Ernest and Maggie were fulfilling their dream of restoring an old cliffside lighthouse, and extending it spoke-and-wheel style with a series of out-buildings interconnected by raised decking. It was shaping up to be a quirky but elegant place to raise their 1-year old son Zackarai. But with the budget squeezing ever tighter, and the pressure of their (admittedly optimistic) schedule growing higher, they foolishly split with their project manager (the affable and no-nonsense Jimmo) so that Ernest could quit his day job as a human rights lawyer and take on the task himself.

But Ernest’s haste and inexperience soon became their downfall. He clashed with his builders and misread the blueprints, so the pylons he drove down into the seaward cliff-face went far too deep. They buckled and cracked, hot blackened water spilled up from the depths, and steam filled the air as the land quaked and fissured. An island’s worth of sand and cliffrock collapsed into the roiling sea, and after a perfectly-timed ad break, what was revealed beneath was nothing less than the lost city of Atlantis.

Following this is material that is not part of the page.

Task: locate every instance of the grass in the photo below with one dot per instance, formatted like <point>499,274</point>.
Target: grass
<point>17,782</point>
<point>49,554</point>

And the High Temple of Pantheonic Devotion was just begging to be restored and repurposed as a modern living space.

 [40 minutes later]

Peter Maddison and the young couple sit across from each other in their stunning new home, their conversation intercut with tracking shots of certain interesting aspects of the ancient stone building (and Zackarai playing in photogenic ways).

“So, congratulations you two, it’s beautiful!”

“Thank you, Peter. The molluscs and the weeping Hyperborean runes can sometimes be a nuisance, but we cleaned up before you arrived! Har-har-har.”

Peter shows a lot of teeth as he laughs in his silent way, looking back and forth at the two of them. A small leaf of hanging kelp plops onto the glass coffee table. They pretend not to notice.

“Now I hate to be blunt, but we all want to know … What about the price tag for all this? Did you manage to stay under budget?

“Oh, well, we’d rather not say. You can’t put a price on your family home, har-har!”

“Come on, just give me an estimate. For a temple of this size and finish, two hundred gold pieces? A thousand?!”

“I honestly have no idea, Peter. And that’s OK with us. As long as we have a home to call our own.”

Credits roll over a receding drone shot of them all drinking a toast on The Forbidden Arch-Priest’s Tier (now the balcony off the master bedroom).